Rendy menambahkan, tahun 2025 diwarnai banyak aksi korporasi dari emiten konglomerasi, di tengah kenaikan harga saham yang signifikan. Oleh karena itu, ia mengingatkan investor untuk tetap rasional. “Investor tetap harus rasional dengan selalu mempelajari kondisi perekonomian domestik dan global atau meng-analisa secara top-down agak memiliki basis yang jelas dalam memilih suatu saham,“ tegas Rendy, yang juga diamini oleh Reydi Octa.
Sektor Saham Pilihan untuk 2026
Terkait sektor saham yang patut dicermati pada 2026, Reydi Octa menyoroti sektor perbankan dan consumer, baik siklikal maupun nonsiklikal. Ia secara spesifik merekomendasikan sektor perbankan besar yang belum masif diakumulasi oleh investor asing. “Sektor Energi dan komoditas yang harga acuan global nya menguat juga patut dicermati,” imbuhnya.
Reydi menyarankan investor untuk memfokuskan pilihan pada saham kapitalisasi besar dan likuiditas tinggi, emiten dengan fundamental kuat, neraca sehat serta pertumbuhan laba berkelanjutan. Ia juga menyebut “Saham mid-cap selektif yang memiliki katalis korporasi dan eksposur terhadap tema pertumbuhan struktural” sebagai pilihan menarik.
Sementara itu, Rendy Wijaya juga memilih sektor perbankan dan consumer (siklikal dan nonsiklikal). Menurutnya, sektor-sektor ini cukup tertekan pada 2025 dan berpotensi tumbuh positif seiring dengan pertumbuhan ekonomi domestik. “Pendekatan strategi untuk 2026 dapat menggabungkan antara bottom-up dan top-down approach,” jelas Rendy.
Kinerja IHSG Pekan Terakhir Desember 2025
Sebelumnya, IHSG menunjukkan tren pelemahan selama tiga hari perdagangan pada pekan 22-24 Desember 2025. Indeks ditutup merosot 0,83% ke posisi 8.537,91, dari 8.609,55 pada pekan sebelumnya. Kapitalisasi pasar juga terpangkas 1,17% menjadi Rp 15.603 triliun dari Rp 15.788 triliun.
Senior Market Analyst PT Mirae Asset Sekuritas Indonesia, Nafan Aji Gusta, menjelaskan bahwa lesunya IHSG disebabkan oleh belum terlihatnya santa claus rally effect, baik di bursa domestik maupun global. “IHSG masih negatif karena santa claus rally effect belum terlihat,” kata Nafan.

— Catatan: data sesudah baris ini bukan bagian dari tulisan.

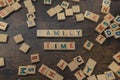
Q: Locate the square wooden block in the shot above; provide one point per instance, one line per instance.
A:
(35, 58)
(58, 77)
(100, 39)
(3, 25)
(22, 70)
(101, 77)
(9, 9)
(76, 8)
(88, 45)
(79, 60)
(51, 74)
(47, 2)
(79, 75)
(108, 33)
(65, 4)
(105, 23)
(105, 9)
(89, 67)
(62, 64)
(91, 16)
(9, 2)
(114, 26)
(76, 0)
(79, 17)
(24, 48)
(31, 69)
(100, 28)
(106, 2)
(69, 12)
(117, 19)
(58, 8)
(3, 13)
(51, 12)
(117, 57)
(31, 23)
(3, 3)
(109, 75)
(117, 34)
(3, 38)
(16, 6)
(72, 65)
(114, 66)
(61, 16)
(109, 17)
(18, 38)
(2, 62)
(31, 16)
(93, 77)
(43, 69)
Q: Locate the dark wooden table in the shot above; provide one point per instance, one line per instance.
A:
(17, 24)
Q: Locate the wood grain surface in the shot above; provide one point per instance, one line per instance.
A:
(17, 24)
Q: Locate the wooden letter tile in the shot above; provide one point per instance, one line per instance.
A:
(58, 8)
(76, 0)
(109, 75)
(72, 65)
(62, 64)
(51, 12)
(117, 34)
(108, 33)
(101, 77)
(117, 57)
(93, 77)
(76, 8)
(18, 38)
(90, 65)
(114, 67)
(47, 2)
(51, 74)
(2, 3)
(88, 45)
(65, 4)
(106, 2)
(117, 19)
(16, 6)
(58, 77)
(91, 16)
(79, 60)
(109, 17)
(69, 12)
(43, 69)
(114, 26)
(79, 17)
(2, 62)
(31, 23)
(79, 75)
(61, 16)
(105, 9)
(3, 38)
(24, 48)
(100, 28)
(3, 25)
(22, 70)
(35, 58)
(31, 69)
(100, 39)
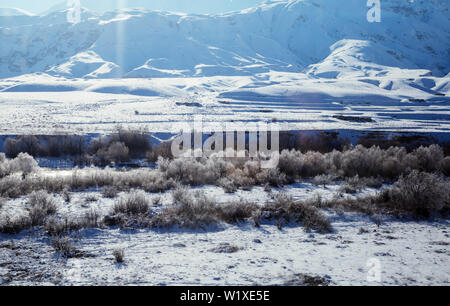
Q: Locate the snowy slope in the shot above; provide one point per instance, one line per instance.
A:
(9, 11)
(324, 38)
(185, 6)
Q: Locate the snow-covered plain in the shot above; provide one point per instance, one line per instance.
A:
(295, 62)
(299, 63)
(409, 252)
(49, 105)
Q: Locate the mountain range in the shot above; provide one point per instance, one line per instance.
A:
(320, 38)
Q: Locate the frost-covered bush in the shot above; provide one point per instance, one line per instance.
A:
(24, 163)
(119, 255)
(445, 166)
(163, 150)
(291, 162)
(137, 141)
(428, 158)
(419, 193)
(190, 210)
(134, 203)
(42, 205)
(193, 171)
(116, 152)
(284, 209)
(22, 144)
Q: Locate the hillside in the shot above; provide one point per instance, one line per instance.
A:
(321, 38)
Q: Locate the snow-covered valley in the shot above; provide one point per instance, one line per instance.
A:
(304, 65)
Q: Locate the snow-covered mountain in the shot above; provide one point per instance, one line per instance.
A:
(9, 11)
(322, 38)
(185, 6)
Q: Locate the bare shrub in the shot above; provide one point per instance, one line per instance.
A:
(22, 163)
(58, 145)
(42, 205)
(64, 246)
(137, 141)
(119, 255)
(445, 166)
(301, 279)
(188, 211)
(420, 194)
(193, 172)
(284, 209)
(110, 192)
(428, 158)
(228, 185)
(134, 203)
(320, 142)
(236, 212)
(164, 150)
(22, 144)
(324, 179)
(116, 152)
(14, 226)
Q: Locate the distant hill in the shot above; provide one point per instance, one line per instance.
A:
(185, 6)
(8, 11)
(321, 38)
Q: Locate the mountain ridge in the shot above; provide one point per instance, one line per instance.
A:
(319, 38)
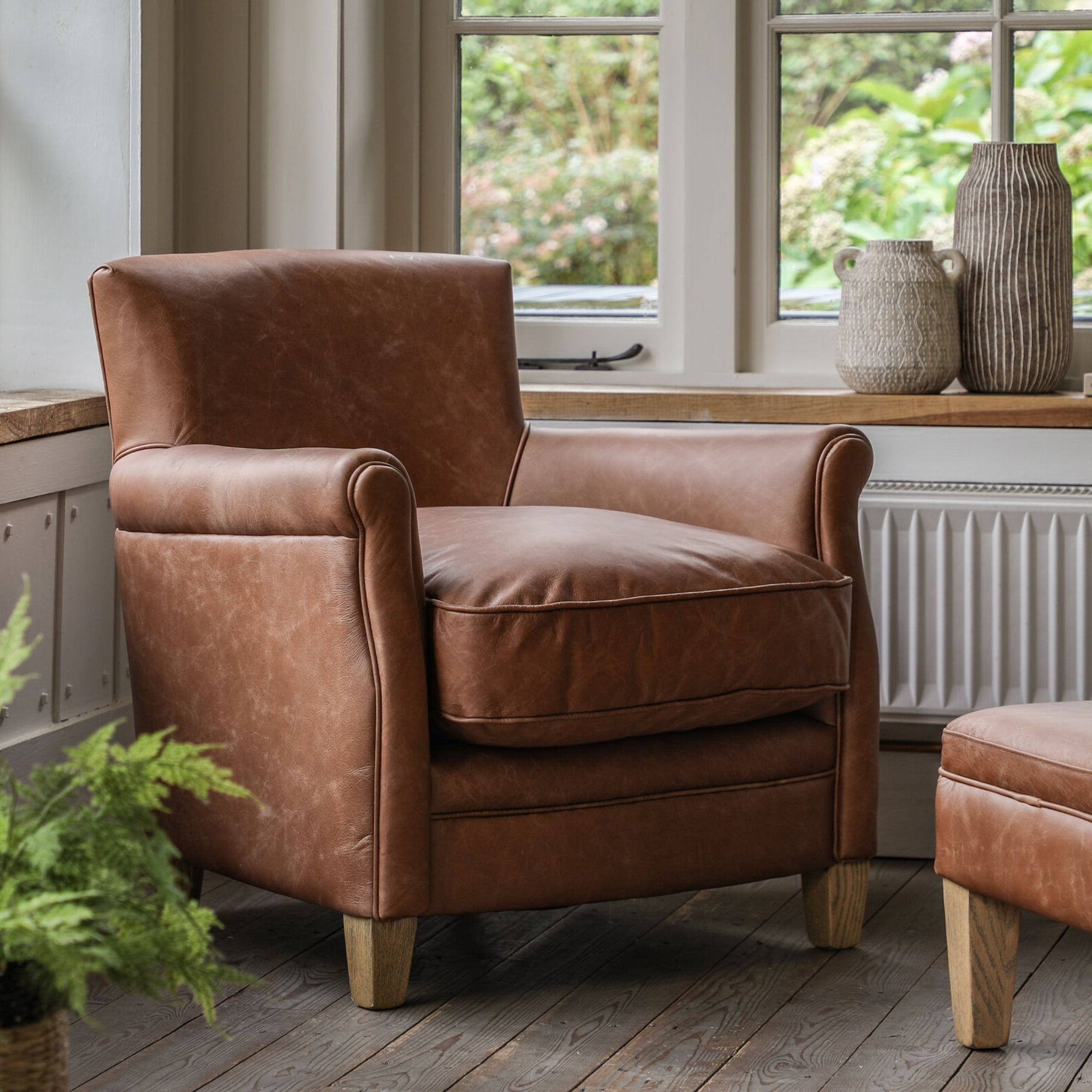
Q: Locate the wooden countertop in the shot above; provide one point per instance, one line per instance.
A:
(817, 407)
(29, 414)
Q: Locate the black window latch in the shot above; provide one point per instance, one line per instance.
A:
(594, 363)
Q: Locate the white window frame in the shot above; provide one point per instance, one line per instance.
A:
(779, 348)
(692, 339)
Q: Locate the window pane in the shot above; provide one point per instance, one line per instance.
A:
(853, 7)
(876, 134)
(561, 169)
(560, 8)
(1053, 102)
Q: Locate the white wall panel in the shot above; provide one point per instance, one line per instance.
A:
(982, 596)
(66, 149)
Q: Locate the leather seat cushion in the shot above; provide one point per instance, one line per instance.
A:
(557, 626)
(1043, 752)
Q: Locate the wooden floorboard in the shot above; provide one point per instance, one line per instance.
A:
(708, 992)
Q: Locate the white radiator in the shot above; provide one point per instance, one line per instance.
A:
(982, 595)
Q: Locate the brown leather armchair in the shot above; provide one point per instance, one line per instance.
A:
(466, 663)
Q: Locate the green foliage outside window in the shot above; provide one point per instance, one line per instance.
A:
(877, 133)
(560, 161)
(88, 880)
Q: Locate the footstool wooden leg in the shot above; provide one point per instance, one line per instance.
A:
(379, 956)
(982, 965)
(192, 877)
(835, 904)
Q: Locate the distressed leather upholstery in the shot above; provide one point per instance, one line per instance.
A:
(554, 626)
(1015, 808)
(315, 450)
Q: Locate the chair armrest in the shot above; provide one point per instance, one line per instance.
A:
(798, 488)
(756, 482)
(204, 489)
(275, 606)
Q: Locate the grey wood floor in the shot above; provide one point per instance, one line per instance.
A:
(716, 991)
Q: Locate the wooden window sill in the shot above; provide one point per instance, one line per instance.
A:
(550, 402)
(28, 414)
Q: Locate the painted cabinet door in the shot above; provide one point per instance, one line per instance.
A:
(29, 548)
(86, 661)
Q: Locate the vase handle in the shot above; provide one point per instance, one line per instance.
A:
(849, 255)
(959, 264)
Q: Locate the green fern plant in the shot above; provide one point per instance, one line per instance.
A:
(89, 884)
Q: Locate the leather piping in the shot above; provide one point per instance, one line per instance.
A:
(1013, 751)
(815, 586)
(622, 801)
(516, 465)
(808, 694)
(145, 447)
(1034, 802)
(374, 658)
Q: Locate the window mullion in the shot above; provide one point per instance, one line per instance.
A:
(1002, 76)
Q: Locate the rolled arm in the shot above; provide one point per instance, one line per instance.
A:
(204, 489)
(274, 604)
(798, 488)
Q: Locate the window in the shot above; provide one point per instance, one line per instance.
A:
(557, 135)
(872, 109)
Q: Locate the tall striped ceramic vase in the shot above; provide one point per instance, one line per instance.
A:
(1014, 224)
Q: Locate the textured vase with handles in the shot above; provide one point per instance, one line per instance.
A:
(1014, 222)
(898, 330)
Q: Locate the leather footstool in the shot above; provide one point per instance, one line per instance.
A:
(1014, 833)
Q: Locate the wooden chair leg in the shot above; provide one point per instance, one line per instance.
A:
(379, 956)
(193, 879)
(983, 935)
(835, 904)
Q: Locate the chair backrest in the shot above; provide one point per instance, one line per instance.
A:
(414, 354)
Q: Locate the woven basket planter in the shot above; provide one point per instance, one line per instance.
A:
(34, 1058)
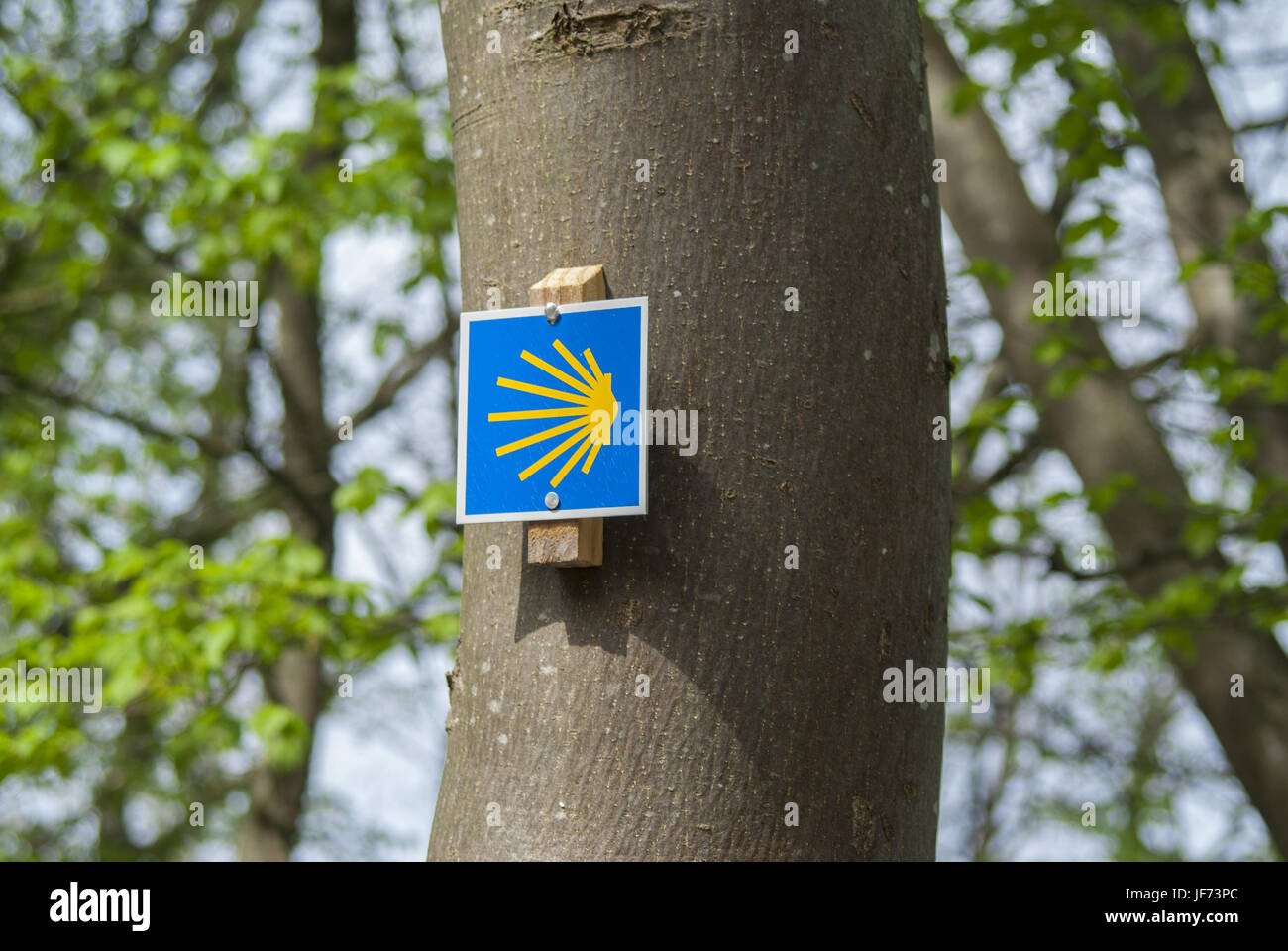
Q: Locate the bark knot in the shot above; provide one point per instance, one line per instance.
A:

Dari sisi domestik, Nafan menambahkan bahwa katalis relatif minim, dengan tidak adanya data ekonomi yang dirilis. Namun, saham konglomerasi dan konvensional, terutama bank berkapitalisasi besar, masih menunjukkan penguatan. “Dari katalis domestik relatif minim. Data ekonomi tidak ada yang dirilis,” ujarnya.
Untuk pekan berikutnya, Nafan memprediksi IHSG akan bergerak dengan level support di 8.506 dan 8.448, serta level resistance di 8.600 dan 8.666.
Data transaksi bursa menunjukkan penurunan signifikan. Rata-rata frekuensi transaksi turun 2,23% menjadi 2,74 juta kali transaksi dari 2,80 juta kali transaksi pada pekan sebelumnya. Rata-rata volume transaksi harian merosot 18,44% menjadi 38,34 miliar saham dari 47 miliar saham, sementara rata-rata nilai transaksi harian terpangkas 30,91% menjadi Rp 23,70 triliun dari Rp 34,30 triliun.
Meskipun demikian, investor asing mencatatkan aksi beli bersih (net buy) saham sebesar Rp 4,03 triliun selama sepekan, angka ini lebih besar dari pekan sebelumnya yang sebesar Rp 3,27 triliun.